Sampras called Wimbledon’s Centre Court a “tennis cathedral,” and Kudla has been a grass-court convert since making his ATP breakthrough on the historic lawns of Newport in July 2011. The then-394th-ranked wild card defeated Ivo Karlovic and Grigor Dimitrov in succession to reach the quarterfinals in his second tour-level main draw appearance.
“Denis has always had the unique ability to play well under pressure situations,” former French Open doubles champion and television analyst Luke Jensen says. “I believe effective grass-court players return well. The perception is that big servers have the advantage, but it is the key break point conversions that make all the difference in shoot out grass-court matches.”
Kudla’s quick feet, return game, and flat strokes—most notably a jolting a two-handed backhand he can crack into the corners—all play well on grass. Kudla broke serve 11 times and held his serve 25 consecutive games to reach his second career ATP quarterfinal at Queen’s Club last week before bowing out to Jo-Wilfried Tsonga. That result helped propel him to a career-high ranking of No. 105; winning a round at Wimbledon would likely push him into the Top 100 for the first time.

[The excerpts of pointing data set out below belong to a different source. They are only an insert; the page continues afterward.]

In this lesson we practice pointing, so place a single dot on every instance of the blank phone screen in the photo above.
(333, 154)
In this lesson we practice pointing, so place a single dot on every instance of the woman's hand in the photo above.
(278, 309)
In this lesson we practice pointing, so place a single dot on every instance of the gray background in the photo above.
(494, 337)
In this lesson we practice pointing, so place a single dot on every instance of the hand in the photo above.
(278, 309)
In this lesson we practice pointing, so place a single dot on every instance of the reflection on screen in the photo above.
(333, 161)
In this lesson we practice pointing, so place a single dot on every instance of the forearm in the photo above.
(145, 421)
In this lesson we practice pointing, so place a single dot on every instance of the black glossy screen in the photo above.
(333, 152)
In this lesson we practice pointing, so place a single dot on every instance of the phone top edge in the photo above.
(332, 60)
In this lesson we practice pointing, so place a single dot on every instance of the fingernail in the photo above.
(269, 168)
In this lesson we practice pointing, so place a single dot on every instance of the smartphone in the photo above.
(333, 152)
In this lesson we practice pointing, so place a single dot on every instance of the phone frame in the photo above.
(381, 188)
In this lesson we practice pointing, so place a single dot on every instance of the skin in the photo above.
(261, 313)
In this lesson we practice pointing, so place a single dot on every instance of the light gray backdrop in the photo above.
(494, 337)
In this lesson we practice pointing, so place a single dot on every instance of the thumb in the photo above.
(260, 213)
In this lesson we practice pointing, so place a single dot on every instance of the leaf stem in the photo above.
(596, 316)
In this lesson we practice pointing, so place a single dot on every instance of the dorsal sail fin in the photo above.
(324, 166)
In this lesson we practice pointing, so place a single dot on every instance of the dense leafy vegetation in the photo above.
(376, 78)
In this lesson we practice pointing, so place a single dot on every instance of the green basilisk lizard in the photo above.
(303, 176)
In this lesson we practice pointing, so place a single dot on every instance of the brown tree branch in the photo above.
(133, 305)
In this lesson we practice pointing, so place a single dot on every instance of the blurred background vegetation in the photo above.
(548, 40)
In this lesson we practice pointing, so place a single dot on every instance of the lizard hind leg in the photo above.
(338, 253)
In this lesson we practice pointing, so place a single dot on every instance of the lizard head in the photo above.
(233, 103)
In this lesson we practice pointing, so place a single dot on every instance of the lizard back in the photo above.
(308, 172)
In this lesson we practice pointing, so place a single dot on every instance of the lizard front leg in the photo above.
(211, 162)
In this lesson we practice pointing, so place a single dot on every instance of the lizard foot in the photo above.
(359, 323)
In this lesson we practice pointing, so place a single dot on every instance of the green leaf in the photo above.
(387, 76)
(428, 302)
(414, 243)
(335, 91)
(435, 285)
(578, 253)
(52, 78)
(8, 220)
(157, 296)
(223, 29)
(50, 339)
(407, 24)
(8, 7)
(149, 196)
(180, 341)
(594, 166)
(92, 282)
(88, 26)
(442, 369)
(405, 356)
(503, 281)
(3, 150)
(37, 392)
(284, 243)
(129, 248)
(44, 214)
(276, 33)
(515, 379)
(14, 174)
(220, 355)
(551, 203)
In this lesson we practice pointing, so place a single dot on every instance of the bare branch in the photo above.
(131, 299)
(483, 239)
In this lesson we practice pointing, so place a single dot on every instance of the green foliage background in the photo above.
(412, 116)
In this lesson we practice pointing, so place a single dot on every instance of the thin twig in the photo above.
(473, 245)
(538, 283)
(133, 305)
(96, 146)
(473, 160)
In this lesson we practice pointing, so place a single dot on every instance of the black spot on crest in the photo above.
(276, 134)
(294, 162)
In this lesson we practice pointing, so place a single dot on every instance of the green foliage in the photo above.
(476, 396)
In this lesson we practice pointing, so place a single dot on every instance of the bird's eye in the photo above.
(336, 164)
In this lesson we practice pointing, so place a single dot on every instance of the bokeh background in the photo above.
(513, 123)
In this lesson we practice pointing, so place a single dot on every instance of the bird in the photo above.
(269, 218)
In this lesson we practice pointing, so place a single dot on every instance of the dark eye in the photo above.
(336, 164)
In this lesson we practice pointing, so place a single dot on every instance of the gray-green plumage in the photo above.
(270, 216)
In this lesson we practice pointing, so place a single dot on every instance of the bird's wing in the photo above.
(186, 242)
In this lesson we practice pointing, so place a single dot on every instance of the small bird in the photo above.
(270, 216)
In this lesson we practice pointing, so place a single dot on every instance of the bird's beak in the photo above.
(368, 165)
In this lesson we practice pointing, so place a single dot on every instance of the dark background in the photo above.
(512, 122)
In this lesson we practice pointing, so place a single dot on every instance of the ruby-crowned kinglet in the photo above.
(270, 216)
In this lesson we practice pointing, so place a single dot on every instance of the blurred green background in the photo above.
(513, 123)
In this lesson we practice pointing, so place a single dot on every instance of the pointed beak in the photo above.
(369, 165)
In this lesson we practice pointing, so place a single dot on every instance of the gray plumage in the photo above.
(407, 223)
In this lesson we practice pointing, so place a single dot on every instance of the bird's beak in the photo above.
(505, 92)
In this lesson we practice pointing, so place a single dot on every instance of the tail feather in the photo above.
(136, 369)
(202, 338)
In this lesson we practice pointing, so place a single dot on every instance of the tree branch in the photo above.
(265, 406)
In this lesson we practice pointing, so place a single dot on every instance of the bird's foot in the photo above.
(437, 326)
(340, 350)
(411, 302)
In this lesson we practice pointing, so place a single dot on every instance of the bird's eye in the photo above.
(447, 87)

“It would mean a lot to me; being in the Top 100 is something I always wanted to achieve and always worked for,” Kudla says. “Hopefully I can do it at Wimbledon, but I’m not really putting a ranking goal on myself. My goal is to try to win an ATP title and try to make a quarterfinal at a Grand Slam.”
Launching a pro career isn’t always a steady ascent. In recent years, Kudla has beaten other young Americans—Ryan Harrison, Bradley Klahn, and Sock—and lost to veteran compatriots Andy Roddick, James Blake, Michael Russell, as well former junior No. 1 Donald Young. Kudla’s consistency, court sense, and commitment have taken him to the fringe of the Top 100, but his success in adding some more sting to his serve and understanding when to strike first will help determine how high he rises.
“Denis will continue to move up the rankings the more he understands how and when to use his weapons,” Jensen says. “Big time pro tennis is about deploying your weapon before your opponent does. Junior and college tennis players fail to make that move and often fall short in the pros because of this tough tactical transition.
“I really like all our young American talent and its potential. This crew is gifted and the difference will be about hunger. Out of this crew, which player wants to pay the price from day to day to be the best? Anything less is just not good enough.”
Once playing on the undercard to Wimbledon champions, Kudla has fought into the main event at SW19 and sounds buzzed by the thrill of the battles.
“The biggest joy for me in tennis is really the competing,” Kudla says. “It’s battling it out in those close matches. When you fight hard and you’re able to come out on top, that’s the most satisfying thing about tennis to me.”